Inductance Parameter Identification of Buck Converter Based on Differential Evolution Algorithm

Konferenz: CAIBDA 2022 - 2nd International Conference on Artificial Intelligence, Big Data and Algorithms
17.06.2022 - 19.06.2022 in Nanjing, China

Tagungsband: CAIBDA 2022

Seiten: 4Sprache: EnglischTyp: PDF

Autoren:
Li, Shihui (College of Computer and Information, Hohai University, Nanjing, Jiangsu, China)

Inhalt:
Differential evolution (DE) is an efficient global optimization algorithm based on group heuristic search. It has the advantages of simple principle, few controlled parameters, easy implementation, fast convergence speed and strong robustness. Aiming at the problem that the change of inductance value affects the control performance of buck converter, an inductance parameter identification based on differential evolution algorithm is proposed. Firstly, an on-line multi-parameter identification system of Buck converter is established, and then the small signal parameter models of inductance current and capacitance voltage are analyzed and derived.
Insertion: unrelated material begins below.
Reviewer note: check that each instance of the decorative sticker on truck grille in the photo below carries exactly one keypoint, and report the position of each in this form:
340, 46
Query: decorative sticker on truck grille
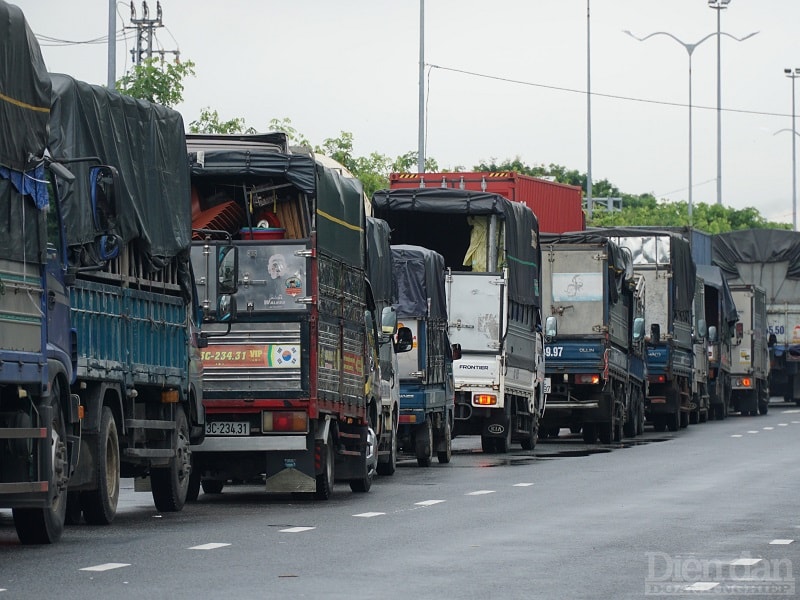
273, 356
Then, the differential evolution algorithm is used to update the inductance parameters of the small signal model with the difference between the actual output value of the inductance current and the observed value as the objective function, so as to obtain the optimal estimation value of the inductance. Finally, differential evolution algorithm and recursive least square method are compared to identify the system parameters. The simulation results show that under transient conditions, the differential evolution algorithm can accurately and quickly identify the inductance value within the allowable error range, and has higher estimation accuracy and faster tracking speed than the recursive least square method.